In effect, to properly plead a closed-ended RICO scheme a substantial history of violative past conduct is required.
Open Ended Continuity
In Aeropower, Ltd. v. Matherly, Aeropower attempted to plead an open-ended scheme by simply stating “conduct” as “part of [their] regular way of doing business” will cause future injury. Aeropower offered no factual allegations which support their conclusory allegation. The Court held that conclusory allegations, alone, were insufficient to survive a motion to dismiss. Aeropower, Ltd. v. Matherly, 511 F.Supp.2d 1139, ( M.D.Ala.,2007).

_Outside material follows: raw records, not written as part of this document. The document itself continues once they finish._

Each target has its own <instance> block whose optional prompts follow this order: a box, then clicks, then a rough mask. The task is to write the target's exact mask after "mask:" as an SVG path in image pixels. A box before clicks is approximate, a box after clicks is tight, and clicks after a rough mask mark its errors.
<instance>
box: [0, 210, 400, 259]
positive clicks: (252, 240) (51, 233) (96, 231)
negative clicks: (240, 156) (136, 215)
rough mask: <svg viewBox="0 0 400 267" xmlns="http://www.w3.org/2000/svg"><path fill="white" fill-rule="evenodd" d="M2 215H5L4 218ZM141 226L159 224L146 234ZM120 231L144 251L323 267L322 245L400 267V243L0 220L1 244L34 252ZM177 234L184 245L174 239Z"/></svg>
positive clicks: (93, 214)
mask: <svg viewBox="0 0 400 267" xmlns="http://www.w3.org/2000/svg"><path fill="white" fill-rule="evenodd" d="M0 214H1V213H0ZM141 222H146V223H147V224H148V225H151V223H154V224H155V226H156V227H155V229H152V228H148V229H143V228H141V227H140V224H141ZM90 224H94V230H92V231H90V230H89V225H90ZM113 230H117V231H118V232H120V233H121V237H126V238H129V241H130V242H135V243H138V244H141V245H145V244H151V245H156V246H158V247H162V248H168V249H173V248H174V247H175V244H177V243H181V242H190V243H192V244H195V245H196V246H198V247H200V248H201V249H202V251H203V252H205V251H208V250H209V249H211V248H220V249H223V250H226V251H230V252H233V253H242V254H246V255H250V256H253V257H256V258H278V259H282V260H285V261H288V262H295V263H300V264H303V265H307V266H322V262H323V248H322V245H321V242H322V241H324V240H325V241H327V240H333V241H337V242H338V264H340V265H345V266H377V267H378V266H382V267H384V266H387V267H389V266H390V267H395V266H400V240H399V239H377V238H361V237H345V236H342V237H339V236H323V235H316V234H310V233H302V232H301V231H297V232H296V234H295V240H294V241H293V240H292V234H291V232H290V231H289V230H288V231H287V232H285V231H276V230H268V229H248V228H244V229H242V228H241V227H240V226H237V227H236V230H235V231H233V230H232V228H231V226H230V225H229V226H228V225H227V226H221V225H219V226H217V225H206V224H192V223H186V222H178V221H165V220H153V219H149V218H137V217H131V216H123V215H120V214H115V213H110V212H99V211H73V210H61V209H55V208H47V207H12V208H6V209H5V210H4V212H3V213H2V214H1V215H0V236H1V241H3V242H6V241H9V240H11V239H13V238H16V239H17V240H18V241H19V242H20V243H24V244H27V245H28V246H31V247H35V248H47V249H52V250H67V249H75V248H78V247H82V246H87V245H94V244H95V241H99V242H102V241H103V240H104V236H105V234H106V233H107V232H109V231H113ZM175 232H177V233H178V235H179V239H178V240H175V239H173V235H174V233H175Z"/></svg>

See also Oxford Asset Mgmt., Ltd. v. Jaharis, 297 F.3d 1182, 1189 (11th Cir.2002) (“[C]onclusory allegations, unwarranted deductions of facts or legal conclusions masquerading as facts will not prevent dismissal.”).
Likewise, the Plaintiff in Ace Pro Sound and Recording, LLC v. Albertson, 512 F.Supp.2d 1259, ( S.D.Fla.,2007) was not permitted to proceed on an open-ended continuity RICO claim, by simply arguing that Defendant Albertson’s alleged economic coercion fits within this framework as being capable of repetition. There, Plaintiff Ace Pro argued that were it to try to enter the music business again, the Defendant could repeat the alleged violations to keep Plaintiff out. Such argument the Court stated, “misses the point; entertaining this line of reasoning would be tantamount to eviscerating RICO’s pattern requirement because almost any conceivable act is capable of repetition. So the question, here, must be whether the racketeering activity inherently includes the potential for repetition in perpetuity. An example of this would be an organized crime or a gang “protection tax” forced upon neighborhood stores with the expectation that mafia members would collect the tax indefinitely at regular intervals. Such is not the case here. The Plaintiff does not allege this type of continuity, and, thus, cannot rely on an open-ended continuity theory to satisfy RICO’s “pattern” element.” Ace Pro Sound and Recording, LLC v. Albertson, 512 F.Supp.2d 1259, ( S.D.Fla.,2007.)